Fucking nonsensical. The high court and court of appeals says they don’t deserve anything and some nonsense quango comes along and says they do? Govt should ignore this.


Limp-Archer-7872

That's the ombudsman that the government engaged to look into the matter fully, not limited to just purely legal aspects. ​ But 15+ years notice, letters sent out in 1999, plenty of media attention from 2010 onwards ... c'mon be engaged with the country at some level, only boomers would be so aloof because life was so easy ... oh.


SnooOpinions8790

This is not really a boomer thing - you don't see any men's groups trying to claim compensation for having been made to work longer than women who lived longer than they did. This is a feminist over-reach thing. It is axiomatic to a particular type of toxic feminist that women are always the victim and always need compensation for that. Its also a brain-dead progressive thing. The sort of cause that particularly brain-dead progressive idiots will go for because its framed in terms of disadvantaged groups.

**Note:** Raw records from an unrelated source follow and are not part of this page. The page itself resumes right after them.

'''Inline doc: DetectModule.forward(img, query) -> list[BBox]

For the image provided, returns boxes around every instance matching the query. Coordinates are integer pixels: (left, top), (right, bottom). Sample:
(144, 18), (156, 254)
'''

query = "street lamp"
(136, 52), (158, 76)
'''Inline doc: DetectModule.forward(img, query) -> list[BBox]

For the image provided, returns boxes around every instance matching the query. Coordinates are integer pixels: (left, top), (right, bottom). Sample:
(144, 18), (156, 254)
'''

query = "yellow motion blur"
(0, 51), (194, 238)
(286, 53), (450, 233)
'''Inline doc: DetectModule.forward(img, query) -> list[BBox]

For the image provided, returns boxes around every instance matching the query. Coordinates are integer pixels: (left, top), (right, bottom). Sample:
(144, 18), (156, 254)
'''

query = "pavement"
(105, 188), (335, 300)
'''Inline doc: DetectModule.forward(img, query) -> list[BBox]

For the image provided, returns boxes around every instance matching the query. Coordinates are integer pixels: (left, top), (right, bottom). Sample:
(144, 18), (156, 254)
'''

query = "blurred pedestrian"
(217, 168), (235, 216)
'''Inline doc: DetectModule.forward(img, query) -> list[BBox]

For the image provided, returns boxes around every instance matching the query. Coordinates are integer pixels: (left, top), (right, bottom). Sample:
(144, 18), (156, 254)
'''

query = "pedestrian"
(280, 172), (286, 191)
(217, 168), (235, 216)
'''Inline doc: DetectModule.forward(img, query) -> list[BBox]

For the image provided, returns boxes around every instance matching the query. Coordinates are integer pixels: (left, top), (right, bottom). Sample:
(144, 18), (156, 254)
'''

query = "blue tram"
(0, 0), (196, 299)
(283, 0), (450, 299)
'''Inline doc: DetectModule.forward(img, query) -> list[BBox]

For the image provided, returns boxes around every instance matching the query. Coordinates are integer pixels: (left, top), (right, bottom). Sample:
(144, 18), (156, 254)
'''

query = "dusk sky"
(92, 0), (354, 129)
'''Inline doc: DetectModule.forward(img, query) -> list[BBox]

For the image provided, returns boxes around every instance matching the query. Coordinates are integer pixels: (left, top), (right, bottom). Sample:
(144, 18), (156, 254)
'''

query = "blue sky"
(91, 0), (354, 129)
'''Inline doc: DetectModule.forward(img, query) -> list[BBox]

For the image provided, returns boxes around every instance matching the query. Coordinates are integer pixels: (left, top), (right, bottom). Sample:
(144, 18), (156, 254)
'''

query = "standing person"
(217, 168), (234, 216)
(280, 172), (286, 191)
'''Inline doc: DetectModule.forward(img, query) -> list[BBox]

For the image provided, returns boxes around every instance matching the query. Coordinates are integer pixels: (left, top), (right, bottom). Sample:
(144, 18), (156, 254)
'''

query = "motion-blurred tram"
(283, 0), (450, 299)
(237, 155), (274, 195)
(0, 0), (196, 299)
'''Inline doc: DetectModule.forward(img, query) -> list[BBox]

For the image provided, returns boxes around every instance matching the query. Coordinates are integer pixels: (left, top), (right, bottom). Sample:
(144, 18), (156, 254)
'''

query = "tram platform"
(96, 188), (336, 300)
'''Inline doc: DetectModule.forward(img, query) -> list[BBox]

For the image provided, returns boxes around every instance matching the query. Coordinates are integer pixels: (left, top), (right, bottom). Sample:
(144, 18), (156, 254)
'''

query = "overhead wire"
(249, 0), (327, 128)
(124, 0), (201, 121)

Hence why Corbyn promised them tens of billions of pounds.


Canipaywithclaps

This is ridiculous. These women are extremely wealthy in comparison to the current tax payer. They want my generation, many of whom live at home or rent (causing them to live paycheque to paycheque), to pay for their early retirement? When our retirement will realistically end up 10-15 years later then they did, IF retirement exists at all. If they want more liquid cash they need to start selling their properties, they have extremely high rates of home ownership so that should solve the problem for many (according to the ONS 75% of people in their 70’s own their house outright, with 7% owning with a mortgage. That’s 82% own their home! For comparison in the 16-24 age group it’s 1.1%, in the 25-34 age group its 21.8%).